Its title: Gaia's War.
From the beginning, planet Earth had water—immense quantities of water.
This is understandable, for throughout the universe, hydrogen is the most common element with oxygen not far behind. Because each is highly reactive and bonds readily, boundless stretches of interstellar dust and gas contain water in the form of ice. Indeed, ice is the most abundant solid object. Not surprisingly then, when this dust and gas coalesce to form solar systems, certain planets and moons—if conditions of pressure, temperature, and gravity are fortuitous—trap huge masses of water beneath their mantles. Earth, due in large measure to size and distance from its sun, was one of those planets. And so it joined the other water-blessed planets and moons in the universe—they would be countless—all offspring of the eternally-repeating cosmic drama of stellar evolution.
After planet Earth came into being, a different form of evolution began. A volatile molten core seethed beneath her massive reservoirs of captured water; for more than half a billion years, volcanic eruptions broke through her crust and spewed superheated gasses high into the primordial atmosphere. Water vapor was one of those gasses. When it cooled, it condensed into rain, and the rain inundated the planet with water. Eventually, it reached a depth of more than two miles over her entire surface. Temperature and pressure maintained the water in its liquid state; gravity prevented it from escaping into space.

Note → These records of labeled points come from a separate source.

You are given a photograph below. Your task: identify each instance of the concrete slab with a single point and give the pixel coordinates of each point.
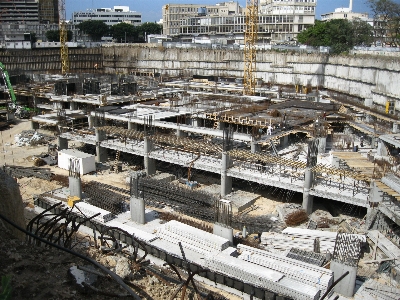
(241, 200)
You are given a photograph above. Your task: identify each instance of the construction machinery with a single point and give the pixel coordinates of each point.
(19, 111)
(63, 38)
(250, 40)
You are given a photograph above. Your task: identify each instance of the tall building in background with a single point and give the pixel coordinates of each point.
(48, 12)
(278, 20)
(109, 16)
(19, 11)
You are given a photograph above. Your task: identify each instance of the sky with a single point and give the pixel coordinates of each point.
(151, 9)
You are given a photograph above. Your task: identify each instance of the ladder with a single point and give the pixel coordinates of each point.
(273, 147)
(116, 162)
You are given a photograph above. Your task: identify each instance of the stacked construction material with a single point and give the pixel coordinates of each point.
(302, 239)
(317, 277)
(192, 238)
(262, 277)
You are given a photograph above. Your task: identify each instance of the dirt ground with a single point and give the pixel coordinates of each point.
(42, 273)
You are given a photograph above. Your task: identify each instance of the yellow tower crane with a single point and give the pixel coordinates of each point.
(63, 38)
(250, 40)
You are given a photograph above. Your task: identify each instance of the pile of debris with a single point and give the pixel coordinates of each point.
(292, 214)
(31, 137)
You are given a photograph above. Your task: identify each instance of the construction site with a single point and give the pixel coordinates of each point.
(214, 176)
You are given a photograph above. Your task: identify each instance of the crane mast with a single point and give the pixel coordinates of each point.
(250, 40)
(63, 38)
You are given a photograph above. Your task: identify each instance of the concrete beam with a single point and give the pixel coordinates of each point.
(62, 143)
(132, 126)
(284, 141)
(101, 152)
(226, 181)
(255, 148)
(75, 187)
(149, 163)
(307, 198)
(34, 125)
(223, 231)
(137, 207)
(90, 121)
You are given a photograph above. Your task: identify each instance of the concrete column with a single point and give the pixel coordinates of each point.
(101, 152)
(307, 198)
(194, 122)
(381, 150)
(371, 216)
(321, 145)
(224, 231)
(62, 143)
(149, 163)
(395, 127)
(137, 210)
(75, 187)
(73, 105)
(91, 121)
(255, 148)
(11, 117)
(284, 141)
(374, 142)
(34, 125)
(369, 118)
(180, 133)
(335, 162)
(132, 125)
(226, 181)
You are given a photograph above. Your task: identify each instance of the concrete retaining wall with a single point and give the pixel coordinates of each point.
(366, 76)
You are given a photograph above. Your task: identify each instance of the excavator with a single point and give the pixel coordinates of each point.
(19, 111)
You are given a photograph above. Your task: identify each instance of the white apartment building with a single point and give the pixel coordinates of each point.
(110, 16)
(346, 13)
(173, 14)
(279, 20)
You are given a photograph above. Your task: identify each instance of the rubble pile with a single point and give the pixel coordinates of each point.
(31, 137)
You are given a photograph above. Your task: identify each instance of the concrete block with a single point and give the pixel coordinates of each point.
(137, 207)
(347, 285)
(223, 231)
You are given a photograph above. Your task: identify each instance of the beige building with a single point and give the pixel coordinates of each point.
(278, 20)
(174, 13)
(344, 13)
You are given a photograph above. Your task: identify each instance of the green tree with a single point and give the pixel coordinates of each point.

This was a blessing, for the water soothed Mother Earth, slaking her passion for violence until finally there was the relative quiet of a breathless potentiality. A new planet, blanketed by water, was now ready to define herself. Thales of Miletus, philosopher-scientist of Ancient Greece, could he have witnessed it, would have been taken by it all. He it was who identified water as the originating principle of everything else, as if he had somehow divined the above drama.
Subsequent acts in the drama confirmed his principle. Lightning bolts, striking the rich chemical soup of ancient ocean water, triggered the creation of a new stuff. This stuff was a fusion of carbon and hydrogen and other elements. The stuff was animate matter. Living matter. Matter that could replicate itself, the never-seen-before complexity of which would become an inextricable part of Earth’s history.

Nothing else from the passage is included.